Especialistas consultados pela Folha ressaltam a importância dessas regras, apesar da falta de regulamentação sobre esse período.
"Na pré-campanha é permitido anunciar a intenção de concorrer nas eleições, projetos políticos, ideias e posicionamentos sobre assuntos de interesse do debate público, inclusive pela internet, e participar de eventos partidários", diz Amanda Cunha, coordenadora da Abradep (Academia Brasileira de Direito Eleitoral e Político).

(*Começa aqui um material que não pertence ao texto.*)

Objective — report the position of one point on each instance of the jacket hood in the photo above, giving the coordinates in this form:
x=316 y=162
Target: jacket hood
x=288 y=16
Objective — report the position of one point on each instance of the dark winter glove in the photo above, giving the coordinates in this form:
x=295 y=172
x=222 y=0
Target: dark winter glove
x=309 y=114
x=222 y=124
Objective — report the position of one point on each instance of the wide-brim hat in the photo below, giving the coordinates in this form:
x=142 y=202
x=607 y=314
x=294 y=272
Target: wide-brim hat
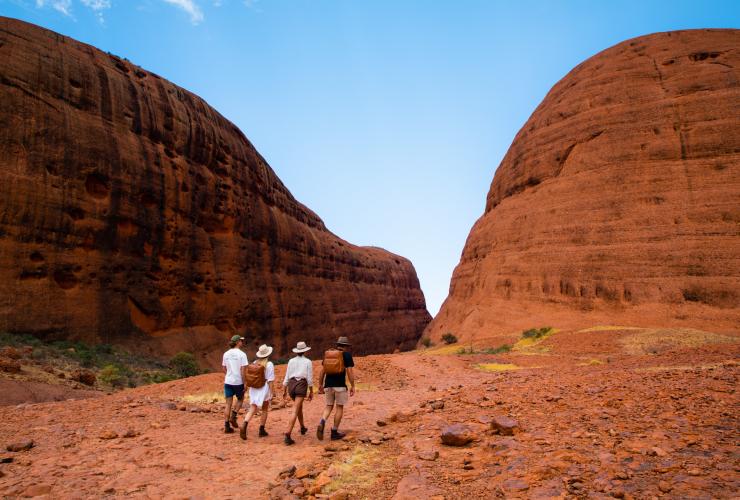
x=301 y=347
x=264 y=351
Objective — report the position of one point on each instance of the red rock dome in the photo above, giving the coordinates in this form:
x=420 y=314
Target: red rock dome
x=618 y=201
x=132 y=212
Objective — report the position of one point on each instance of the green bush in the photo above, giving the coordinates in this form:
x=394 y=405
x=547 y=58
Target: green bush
x=498 y=350
x=184 y=364
x=449 y=338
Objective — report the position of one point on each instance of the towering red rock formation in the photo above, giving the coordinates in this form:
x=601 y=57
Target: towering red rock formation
x=132 y=212
x=618 y=201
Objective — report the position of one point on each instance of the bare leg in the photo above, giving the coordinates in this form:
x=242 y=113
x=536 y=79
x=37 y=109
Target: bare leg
x=265 y=410
x=250 y=413
x=300 y=414
x=227 y=412
x=327 y=411
x=338 y=416
x=297 y=413
x=247 y=418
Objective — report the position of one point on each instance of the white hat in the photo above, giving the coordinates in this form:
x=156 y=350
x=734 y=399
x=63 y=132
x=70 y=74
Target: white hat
x=264 y=351
x=301 y=347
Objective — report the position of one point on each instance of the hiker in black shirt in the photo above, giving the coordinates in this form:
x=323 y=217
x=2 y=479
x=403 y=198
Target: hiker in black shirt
x=336 y=390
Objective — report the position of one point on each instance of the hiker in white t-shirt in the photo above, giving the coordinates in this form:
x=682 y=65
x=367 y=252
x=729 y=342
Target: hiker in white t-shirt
x=298 y=383
x=234 y=363
x=262 y=395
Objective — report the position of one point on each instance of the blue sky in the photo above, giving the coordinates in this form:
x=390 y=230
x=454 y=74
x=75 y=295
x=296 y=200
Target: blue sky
x=387 y=118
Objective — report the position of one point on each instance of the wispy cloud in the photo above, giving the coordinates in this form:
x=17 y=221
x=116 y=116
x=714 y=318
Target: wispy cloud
x=189 y=6
x=97 y=6
x=63 y=6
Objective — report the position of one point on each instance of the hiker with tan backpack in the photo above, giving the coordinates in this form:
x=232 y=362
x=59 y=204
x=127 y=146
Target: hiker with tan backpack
x=234 y=363
x=298 y=383
x=259 y=377
x=335 y=369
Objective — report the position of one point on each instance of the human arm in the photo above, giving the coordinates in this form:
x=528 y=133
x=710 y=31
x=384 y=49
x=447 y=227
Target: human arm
x=321 y=380
x=310 y=381
x=351 y=377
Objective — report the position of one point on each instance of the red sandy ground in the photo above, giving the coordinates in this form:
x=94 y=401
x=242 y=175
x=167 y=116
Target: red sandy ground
x=652 y=420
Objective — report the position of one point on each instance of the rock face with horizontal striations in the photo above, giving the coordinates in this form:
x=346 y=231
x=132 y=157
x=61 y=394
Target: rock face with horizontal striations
x=132 y=212
x=618 y=202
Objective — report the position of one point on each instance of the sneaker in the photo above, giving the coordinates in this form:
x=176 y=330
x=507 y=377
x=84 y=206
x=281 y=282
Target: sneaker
x=335 y=435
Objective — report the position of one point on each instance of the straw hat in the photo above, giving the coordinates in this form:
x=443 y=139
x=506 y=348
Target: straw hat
x=301 y=347
x=264 y=351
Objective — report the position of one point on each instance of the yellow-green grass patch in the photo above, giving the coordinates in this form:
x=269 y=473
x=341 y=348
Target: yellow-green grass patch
x=656 y=340
x=609 y=328
x=361 y=469
x=206 y=397
x=531 y=344
x=442 y=350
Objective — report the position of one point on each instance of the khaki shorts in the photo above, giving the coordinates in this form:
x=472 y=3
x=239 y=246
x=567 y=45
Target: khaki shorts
x=338 y=395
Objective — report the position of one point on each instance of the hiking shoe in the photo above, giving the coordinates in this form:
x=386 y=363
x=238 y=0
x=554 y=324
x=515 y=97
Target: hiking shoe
x=335 y=435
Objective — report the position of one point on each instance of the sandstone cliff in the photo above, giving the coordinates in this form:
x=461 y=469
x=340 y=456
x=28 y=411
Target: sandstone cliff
x=132 y=212
x=618 y=201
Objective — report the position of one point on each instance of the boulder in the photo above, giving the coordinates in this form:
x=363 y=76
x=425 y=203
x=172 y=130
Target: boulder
x=457 y=435
x=20 y=446
x=504 y=425
x=8 y=365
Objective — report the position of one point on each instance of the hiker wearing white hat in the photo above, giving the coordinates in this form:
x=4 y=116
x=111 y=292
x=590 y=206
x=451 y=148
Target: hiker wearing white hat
x=234 y=362
x=297 y=383
x=336 y=368
x=259 y=377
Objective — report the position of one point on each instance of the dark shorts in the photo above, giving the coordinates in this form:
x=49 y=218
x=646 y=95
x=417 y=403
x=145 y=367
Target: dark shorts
x=234 y=390
x=297 y=388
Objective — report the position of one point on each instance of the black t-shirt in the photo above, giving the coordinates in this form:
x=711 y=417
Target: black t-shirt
x=338 y=379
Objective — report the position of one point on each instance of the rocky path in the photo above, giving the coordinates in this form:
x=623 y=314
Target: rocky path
x=592 y=418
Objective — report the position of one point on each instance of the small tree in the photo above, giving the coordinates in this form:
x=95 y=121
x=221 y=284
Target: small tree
x=449 y=338
x=184 y=364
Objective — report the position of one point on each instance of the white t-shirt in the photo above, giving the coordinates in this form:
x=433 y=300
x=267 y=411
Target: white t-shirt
x=234 y=359
x=299 y=367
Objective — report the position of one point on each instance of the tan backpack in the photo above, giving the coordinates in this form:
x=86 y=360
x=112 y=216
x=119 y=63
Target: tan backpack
x=255 y=376
x=333 y=362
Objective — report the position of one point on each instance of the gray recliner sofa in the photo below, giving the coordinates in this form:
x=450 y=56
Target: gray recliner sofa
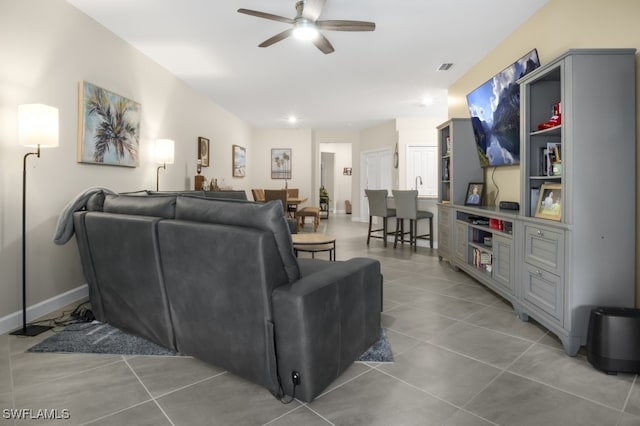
x=218 y=280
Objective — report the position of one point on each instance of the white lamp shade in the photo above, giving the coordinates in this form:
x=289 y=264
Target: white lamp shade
x=38 y=125
x=164 y=151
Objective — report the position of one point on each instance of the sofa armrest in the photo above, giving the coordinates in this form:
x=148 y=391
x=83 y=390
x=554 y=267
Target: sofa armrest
x=325 y=321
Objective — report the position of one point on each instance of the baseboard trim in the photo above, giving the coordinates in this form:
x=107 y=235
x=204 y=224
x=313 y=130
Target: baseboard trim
x=14 y=321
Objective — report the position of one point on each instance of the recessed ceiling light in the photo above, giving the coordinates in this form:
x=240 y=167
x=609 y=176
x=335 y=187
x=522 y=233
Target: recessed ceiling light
x=445 y=66
x=427 y=100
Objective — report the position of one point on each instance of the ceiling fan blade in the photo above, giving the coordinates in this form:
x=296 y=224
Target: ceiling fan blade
x=323 y=44
x=339 y=25
x=276 y=38
x=313 y=9
x=266 y=16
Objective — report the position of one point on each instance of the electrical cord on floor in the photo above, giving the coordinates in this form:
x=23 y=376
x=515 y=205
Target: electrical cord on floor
x=295 y=380
x=80 y=314
x=495 y=199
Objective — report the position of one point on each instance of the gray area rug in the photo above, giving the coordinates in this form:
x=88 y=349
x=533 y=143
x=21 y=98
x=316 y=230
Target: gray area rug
x=99 y=338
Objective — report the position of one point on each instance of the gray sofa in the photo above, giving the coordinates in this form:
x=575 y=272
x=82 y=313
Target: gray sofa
x=218 y=280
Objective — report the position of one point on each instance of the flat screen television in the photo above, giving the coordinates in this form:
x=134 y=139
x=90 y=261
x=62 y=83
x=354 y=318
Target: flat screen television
x=494 y=108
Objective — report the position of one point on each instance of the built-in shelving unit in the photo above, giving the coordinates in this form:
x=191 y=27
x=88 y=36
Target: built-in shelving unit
x=484 y=246
x=578 y=248
x=457 y=166
x=571 y=246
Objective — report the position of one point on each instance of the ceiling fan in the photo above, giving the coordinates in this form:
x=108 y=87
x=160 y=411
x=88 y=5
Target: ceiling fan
x=306 y=25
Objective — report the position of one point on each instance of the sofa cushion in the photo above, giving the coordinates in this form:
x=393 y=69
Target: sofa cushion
x=152 y=205
x=264 y=216
x=226 y=194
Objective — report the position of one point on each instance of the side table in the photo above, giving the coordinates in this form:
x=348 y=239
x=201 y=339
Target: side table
x=314 y=243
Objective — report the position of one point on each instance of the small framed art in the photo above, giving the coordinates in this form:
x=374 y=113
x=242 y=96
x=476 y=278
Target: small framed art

Também é possível "impulsionar conteúdos online e usar anúncios pagos, desde que identificado o CNPJ do partido ou CPF do pré-candidato e moderação de gastos -que nas decisões eleitorais gira em torno de 10% [do total de despesas na campanha], mas isso não está na lei, nem nas resoluções".
O advogado eleitoral Walber Agra, também membro da Abradep, diz que não considera a prestação de contas na pré-campanha "um terreno sem leis, uma anomia".
Ele aponta que resolução do TSE mostra que os gastos da pré-campanha não são "um indiferente eleitoral", mas que devem observar "os impedimentos da campanha" (por exemplo, contribuição de pessoa jurídica) e "devem ser moderados, proporcionais e transparentes".
"Dessa forma, os gastos não podem ser exorbitantes, devem ser escriturados, públicos e não configurar qualquer tipo de ilícito eleitoral", afirma.
A principal discussão a respeito de necessidade de regulamentar a pré-campanha é a possibilidade de estabelecer um teto sobre os gastos que podem ser feitos.
Isso é defendido por parte de acadêmicos e observadores do processo eleitoral, já que a métrica de 10% não está prevista em norma.
"Isso clama por uma regulamentação mais detalhada do Congresso", diz o advogado Fernando Neisser, doutor pela USP e professor de direito eleitoral da FGV-SP.
Para ele, não há necessidade de que haja sistemas de prestação de contas como acontece durante a campanha, mas que se crie um limite para as despesas.
"Um parâmetro de gastos é uma solução mais inteligente e menos burocrática. Uma prestação de contas da pré-campanha vai criar centenas de processos para a Justiça Eleitoral. Há muito mais pré-candidatos do que candidatos."